We resize the images to a standard width to ensure they will fit on our screen, and then put the label text on the image (Lines 40-42).
Finally, on Lines 45, we display the output image until a key has been pressed (Line 46).
Let’s give our Not Santa deep learning network a try:
$ python test_network.py --model santa_not_santa.model \ --image examples/santa_01.png
By golly! Our software thinks it is good ole’ St. Nick, so it really must be him!
Let’s try another image:
$ python test_network.py --model santa_not_santa.model \ --image examples/santa_02.png
Santa is correctly detected by the Not Santa detector and it looks like he’s happy to be delivering some toys!
Now, let’s perform image classification on an image that does not contain Santa:
$ python test_network.py --model santa_not_santa.model \ --image examples/manhattan.png
2020-06-03 Update: The image of the Manhattan skyline is no longer included in the “Downloads.” Updating this blog post to support TensorFlow 2+ led to a misclassification on this image.
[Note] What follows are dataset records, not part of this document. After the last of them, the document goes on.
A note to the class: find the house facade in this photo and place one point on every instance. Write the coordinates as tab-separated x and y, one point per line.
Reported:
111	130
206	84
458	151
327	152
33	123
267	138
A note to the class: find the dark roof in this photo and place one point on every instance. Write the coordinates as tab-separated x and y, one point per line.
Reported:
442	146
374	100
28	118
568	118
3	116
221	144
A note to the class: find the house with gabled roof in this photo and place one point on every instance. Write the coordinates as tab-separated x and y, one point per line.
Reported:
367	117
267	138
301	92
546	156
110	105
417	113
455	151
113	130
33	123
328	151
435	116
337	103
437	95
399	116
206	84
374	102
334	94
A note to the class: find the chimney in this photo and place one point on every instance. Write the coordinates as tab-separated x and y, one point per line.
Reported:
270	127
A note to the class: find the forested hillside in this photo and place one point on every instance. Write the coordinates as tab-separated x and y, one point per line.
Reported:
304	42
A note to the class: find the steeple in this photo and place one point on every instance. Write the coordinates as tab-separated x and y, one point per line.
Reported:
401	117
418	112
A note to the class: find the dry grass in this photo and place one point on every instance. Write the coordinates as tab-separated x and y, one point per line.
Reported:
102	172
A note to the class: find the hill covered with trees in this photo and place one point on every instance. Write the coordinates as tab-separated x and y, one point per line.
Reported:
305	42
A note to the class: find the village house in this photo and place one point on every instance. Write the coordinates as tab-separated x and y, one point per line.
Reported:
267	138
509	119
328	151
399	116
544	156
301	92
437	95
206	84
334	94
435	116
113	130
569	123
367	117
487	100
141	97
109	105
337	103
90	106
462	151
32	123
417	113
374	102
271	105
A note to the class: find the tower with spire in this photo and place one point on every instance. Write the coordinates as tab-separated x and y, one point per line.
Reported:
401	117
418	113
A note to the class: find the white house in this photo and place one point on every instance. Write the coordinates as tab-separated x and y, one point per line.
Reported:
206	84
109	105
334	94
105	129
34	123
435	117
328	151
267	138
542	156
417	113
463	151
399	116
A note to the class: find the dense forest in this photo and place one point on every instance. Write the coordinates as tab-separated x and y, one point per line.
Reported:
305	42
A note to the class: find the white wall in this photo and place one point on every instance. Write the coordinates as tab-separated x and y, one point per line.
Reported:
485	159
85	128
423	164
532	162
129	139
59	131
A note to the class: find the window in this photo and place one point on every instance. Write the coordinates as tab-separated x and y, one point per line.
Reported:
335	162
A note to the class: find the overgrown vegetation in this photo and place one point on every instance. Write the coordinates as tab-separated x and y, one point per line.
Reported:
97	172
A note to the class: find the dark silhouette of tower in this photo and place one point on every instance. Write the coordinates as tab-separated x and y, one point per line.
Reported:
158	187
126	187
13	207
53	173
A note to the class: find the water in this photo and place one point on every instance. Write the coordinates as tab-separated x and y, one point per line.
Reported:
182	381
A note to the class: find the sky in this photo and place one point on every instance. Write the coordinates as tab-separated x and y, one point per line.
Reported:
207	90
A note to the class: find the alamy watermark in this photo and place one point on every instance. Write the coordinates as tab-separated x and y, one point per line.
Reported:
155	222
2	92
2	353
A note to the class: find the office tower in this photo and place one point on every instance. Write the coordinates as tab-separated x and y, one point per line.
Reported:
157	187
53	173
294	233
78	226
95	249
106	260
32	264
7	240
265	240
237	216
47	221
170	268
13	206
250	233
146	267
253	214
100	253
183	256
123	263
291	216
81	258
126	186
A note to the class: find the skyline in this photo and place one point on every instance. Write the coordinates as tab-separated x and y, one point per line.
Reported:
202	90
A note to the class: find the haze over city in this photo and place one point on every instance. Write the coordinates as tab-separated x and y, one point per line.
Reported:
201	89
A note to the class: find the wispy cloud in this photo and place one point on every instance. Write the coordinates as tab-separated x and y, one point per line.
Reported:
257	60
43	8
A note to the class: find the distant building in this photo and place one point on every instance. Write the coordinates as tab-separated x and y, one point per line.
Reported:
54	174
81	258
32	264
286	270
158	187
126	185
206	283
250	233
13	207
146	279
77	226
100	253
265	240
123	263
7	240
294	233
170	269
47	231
This figure remains in the post for legacy demonstration purposes, just realize that you won’t find it in the “Downloads.”
It looks like it’s too bright out for Santa to be flying through the sky and delivering presents in this part of the world yet (New York City) — he must still be in Europe at this time where night has fallen.
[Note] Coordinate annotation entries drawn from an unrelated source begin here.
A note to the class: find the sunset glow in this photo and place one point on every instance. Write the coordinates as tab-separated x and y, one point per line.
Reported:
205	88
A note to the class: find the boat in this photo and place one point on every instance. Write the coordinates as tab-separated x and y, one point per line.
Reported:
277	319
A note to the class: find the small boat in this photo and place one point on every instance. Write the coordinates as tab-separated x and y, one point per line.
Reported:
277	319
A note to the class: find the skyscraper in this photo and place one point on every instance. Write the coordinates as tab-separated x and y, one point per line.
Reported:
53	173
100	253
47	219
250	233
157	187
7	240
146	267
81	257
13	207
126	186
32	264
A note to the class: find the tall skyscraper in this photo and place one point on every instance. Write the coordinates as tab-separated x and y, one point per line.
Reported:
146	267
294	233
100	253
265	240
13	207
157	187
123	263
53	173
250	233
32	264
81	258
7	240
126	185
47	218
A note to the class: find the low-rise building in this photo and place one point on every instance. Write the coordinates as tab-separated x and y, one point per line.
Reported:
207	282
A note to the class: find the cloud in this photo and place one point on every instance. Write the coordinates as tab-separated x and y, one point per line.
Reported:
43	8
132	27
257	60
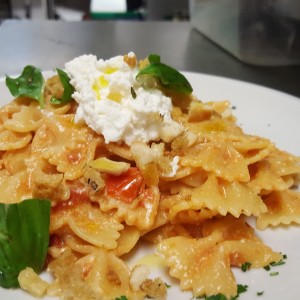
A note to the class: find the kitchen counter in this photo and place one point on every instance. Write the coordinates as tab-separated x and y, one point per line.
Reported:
49	44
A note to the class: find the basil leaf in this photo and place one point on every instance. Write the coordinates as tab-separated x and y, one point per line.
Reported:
29	84
68	88
167	76
24	238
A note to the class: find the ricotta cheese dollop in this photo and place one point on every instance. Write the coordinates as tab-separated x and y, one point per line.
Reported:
113	103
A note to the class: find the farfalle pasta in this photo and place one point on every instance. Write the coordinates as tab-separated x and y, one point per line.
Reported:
189	193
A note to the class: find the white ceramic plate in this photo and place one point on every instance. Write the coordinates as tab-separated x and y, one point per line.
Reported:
261	111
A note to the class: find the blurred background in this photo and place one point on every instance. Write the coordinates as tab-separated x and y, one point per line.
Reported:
259	32
75	10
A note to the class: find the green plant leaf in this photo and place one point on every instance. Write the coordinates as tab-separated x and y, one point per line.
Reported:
29	84
168	77
68	88
24	238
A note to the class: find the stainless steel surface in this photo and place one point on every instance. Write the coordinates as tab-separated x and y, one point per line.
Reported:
49	44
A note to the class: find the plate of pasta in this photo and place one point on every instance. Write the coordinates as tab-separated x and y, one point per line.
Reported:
208	210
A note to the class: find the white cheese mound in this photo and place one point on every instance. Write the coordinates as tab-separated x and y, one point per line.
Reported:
114	104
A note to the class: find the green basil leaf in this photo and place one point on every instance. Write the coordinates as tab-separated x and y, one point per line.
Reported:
24	238
167	76
29	84
68	88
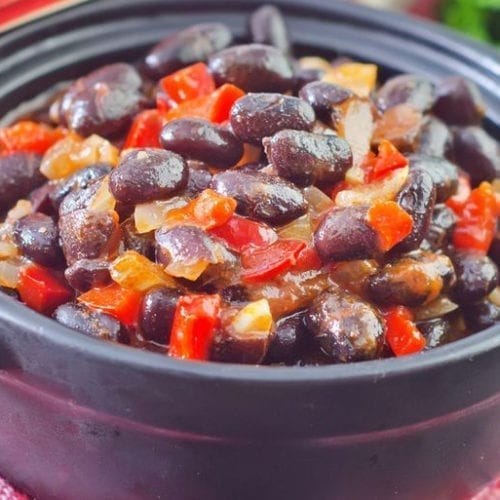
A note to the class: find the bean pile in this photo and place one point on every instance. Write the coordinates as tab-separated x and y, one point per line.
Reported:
235	203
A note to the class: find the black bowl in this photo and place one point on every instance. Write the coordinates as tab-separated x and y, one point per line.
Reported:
83	419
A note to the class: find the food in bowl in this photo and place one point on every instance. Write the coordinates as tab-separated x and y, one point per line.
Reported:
232	203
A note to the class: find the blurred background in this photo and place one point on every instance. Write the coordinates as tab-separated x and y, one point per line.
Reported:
479	19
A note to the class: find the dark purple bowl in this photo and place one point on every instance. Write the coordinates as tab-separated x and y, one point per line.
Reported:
83	419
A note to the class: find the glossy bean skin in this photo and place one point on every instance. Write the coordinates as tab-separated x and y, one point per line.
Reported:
345	327
148	174
323	96
417	197
415	90
92	323
411	281
477	153
201	140
85	274
37	237
19	175
267	26
157	314
344	234
103	102
444	174
458	102
477	276
306	158
261	196
186	47
256	116
252	68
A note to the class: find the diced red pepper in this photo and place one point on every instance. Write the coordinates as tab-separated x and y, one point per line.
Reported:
30	137
476	220
41	289
261	264
240	233
208	210
145	130
196	320
215	107
402	334
122	303
184	85
391	222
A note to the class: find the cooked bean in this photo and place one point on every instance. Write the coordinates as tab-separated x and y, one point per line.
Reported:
415	90
305	158
201	140
185	47
411	281
267	26
345	327
261	196
85	274
344	234
157	314
19	175
148	174
458	102
103	102
417	197
477	276
92	323
477	153
323	96
256	116
252	68
37	236
443	173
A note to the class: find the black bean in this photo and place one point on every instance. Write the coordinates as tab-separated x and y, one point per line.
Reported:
37	237
477	276
19	175
444	174
345	327
185	47
201	140
415	90
148	174
157	314
458	102
306	158
103	102
411	281
323	96
92	323
252	68
256	116
477	153
344	234
417	197
260	196
85	274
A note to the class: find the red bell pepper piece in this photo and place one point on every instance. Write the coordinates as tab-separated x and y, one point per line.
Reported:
391	222
262	264
196	320
184	85
240	233
30	137
145	130
41	289
402	334
476	220
122	303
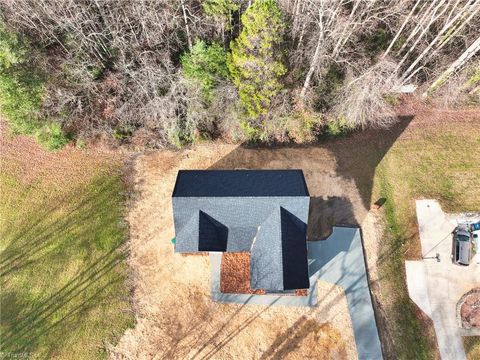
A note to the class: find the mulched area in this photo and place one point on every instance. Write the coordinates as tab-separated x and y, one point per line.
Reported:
470	310
235	276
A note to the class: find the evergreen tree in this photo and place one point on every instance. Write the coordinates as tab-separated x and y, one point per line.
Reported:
255	62
205	64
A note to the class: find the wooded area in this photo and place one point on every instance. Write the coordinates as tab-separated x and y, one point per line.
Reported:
156	74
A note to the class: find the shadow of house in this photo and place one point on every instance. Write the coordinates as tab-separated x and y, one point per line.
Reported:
327	212
329	168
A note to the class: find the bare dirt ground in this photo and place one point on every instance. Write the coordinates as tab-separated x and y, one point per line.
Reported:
175	316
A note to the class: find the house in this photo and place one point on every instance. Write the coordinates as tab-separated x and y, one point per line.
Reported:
263	212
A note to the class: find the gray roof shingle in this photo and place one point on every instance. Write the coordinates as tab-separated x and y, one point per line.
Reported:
271	228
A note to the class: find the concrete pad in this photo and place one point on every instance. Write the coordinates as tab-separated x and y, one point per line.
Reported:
416	284
338	260
435	286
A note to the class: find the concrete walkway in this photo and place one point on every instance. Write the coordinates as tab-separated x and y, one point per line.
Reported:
339	260
435	286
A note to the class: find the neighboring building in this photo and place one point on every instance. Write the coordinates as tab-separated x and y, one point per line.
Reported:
263	212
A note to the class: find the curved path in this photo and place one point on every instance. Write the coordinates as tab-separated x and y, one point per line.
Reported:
340	260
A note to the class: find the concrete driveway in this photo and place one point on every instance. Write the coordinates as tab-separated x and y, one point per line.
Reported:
338	260
435	286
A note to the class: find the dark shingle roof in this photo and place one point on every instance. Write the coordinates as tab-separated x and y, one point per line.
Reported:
232	183
272	228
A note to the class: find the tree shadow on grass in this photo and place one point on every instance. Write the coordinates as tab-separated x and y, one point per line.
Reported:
79	233
351	158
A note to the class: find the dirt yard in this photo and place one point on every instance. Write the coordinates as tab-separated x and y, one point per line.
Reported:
177	319
175	316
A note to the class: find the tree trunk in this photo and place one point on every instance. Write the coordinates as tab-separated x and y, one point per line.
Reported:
185	18
457	64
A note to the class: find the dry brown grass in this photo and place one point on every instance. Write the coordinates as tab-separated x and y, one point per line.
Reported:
176	318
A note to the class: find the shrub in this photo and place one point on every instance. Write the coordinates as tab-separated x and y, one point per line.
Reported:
21	93
362	102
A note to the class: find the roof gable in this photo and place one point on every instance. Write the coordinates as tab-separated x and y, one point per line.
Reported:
239	183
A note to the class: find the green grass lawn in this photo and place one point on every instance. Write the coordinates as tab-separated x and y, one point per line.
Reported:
62	269
441	163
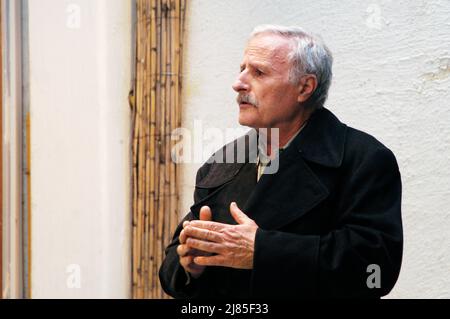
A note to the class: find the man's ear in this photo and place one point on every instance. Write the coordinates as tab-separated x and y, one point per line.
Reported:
307	86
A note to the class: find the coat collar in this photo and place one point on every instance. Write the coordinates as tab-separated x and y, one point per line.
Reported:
322	140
Speaking of the night and Christmas Eve, here is an image of a cold night sky:
$ python test_network.py --model santa_not_santa.model \ --image examples/night_sky.png
But it must be too early for St. Nicholas. He’s not in the above image either.
But don’t worry!
As I’ll show next week, we’ll be able to detect him sneaking down the chimney and delivering presents with a Raspberry Pi.
Limitations of our deep learning image classification model
There are a number of limitations to our image classifier.
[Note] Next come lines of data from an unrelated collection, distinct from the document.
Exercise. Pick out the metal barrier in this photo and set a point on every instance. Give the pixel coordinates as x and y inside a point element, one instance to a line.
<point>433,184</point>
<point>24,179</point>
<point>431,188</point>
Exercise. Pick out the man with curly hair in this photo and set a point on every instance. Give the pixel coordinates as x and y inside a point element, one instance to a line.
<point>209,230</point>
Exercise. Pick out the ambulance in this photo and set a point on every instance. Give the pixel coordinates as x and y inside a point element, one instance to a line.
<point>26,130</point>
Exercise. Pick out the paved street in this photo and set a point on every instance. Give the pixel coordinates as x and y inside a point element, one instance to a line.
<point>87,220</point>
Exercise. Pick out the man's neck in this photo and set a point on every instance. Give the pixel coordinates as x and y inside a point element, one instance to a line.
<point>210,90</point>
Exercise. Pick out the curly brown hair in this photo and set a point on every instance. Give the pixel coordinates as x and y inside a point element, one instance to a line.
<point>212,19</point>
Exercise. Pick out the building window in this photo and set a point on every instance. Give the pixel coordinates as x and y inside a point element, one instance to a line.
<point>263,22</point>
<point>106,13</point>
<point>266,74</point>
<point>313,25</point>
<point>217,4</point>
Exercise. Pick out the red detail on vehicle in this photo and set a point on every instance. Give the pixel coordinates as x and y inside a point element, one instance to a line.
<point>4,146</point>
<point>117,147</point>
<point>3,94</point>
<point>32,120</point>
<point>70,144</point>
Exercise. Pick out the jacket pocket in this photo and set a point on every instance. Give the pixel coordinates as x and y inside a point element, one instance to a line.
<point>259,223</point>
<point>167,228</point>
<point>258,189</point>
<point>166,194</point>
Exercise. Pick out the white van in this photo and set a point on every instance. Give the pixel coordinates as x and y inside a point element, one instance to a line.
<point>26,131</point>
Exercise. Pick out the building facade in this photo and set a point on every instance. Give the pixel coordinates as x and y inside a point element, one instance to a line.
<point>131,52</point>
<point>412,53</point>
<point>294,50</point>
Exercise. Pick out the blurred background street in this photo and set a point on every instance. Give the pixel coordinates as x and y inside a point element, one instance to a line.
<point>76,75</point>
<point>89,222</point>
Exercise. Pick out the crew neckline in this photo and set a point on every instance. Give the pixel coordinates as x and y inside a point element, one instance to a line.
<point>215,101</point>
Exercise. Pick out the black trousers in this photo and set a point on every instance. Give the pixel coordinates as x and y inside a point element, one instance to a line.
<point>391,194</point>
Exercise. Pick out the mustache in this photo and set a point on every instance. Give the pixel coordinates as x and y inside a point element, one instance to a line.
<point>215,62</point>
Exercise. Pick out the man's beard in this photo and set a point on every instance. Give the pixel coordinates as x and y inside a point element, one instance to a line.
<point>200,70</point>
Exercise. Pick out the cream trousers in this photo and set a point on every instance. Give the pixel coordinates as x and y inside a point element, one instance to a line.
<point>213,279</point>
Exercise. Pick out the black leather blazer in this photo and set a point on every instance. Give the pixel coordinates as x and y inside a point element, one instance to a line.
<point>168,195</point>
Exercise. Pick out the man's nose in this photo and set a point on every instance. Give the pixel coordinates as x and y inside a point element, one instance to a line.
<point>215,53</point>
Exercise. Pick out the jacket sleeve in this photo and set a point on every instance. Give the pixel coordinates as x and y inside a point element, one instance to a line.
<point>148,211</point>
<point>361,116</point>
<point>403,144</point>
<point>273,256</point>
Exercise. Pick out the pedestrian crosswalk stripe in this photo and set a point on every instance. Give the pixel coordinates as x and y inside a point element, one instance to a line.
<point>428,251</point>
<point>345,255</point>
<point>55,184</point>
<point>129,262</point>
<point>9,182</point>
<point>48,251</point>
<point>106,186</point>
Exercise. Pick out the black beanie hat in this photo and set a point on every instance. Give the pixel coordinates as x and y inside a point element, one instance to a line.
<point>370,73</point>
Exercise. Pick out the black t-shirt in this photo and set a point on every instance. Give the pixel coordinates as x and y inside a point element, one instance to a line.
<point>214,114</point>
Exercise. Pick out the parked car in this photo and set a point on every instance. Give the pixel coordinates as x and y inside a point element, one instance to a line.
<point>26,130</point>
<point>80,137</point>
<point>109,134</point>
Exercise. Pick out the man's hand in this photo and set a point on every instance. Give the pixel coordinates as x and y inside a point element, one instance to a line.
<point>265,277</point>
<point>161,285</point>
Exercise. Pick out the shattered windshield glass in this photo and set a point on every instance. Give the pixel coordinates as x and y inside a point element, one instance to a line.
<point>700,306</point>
The first one is that the 28×28 pixel images are quite small (the LeNet architecture was originally designed to recognize handwritten digits, not objects in photos).
For some example images (where Santa is already small), resizing the input image down to 28×28 pixels effectively reduces Santa down to a tiny red/white blob that is only 2-3 pixels in size.
In these types of situations it’s likely that our LeNet model is just predicting when there is a significant amount of red and white localized together in our input image (and likely green as well, as red, green, and white are Christmas colors).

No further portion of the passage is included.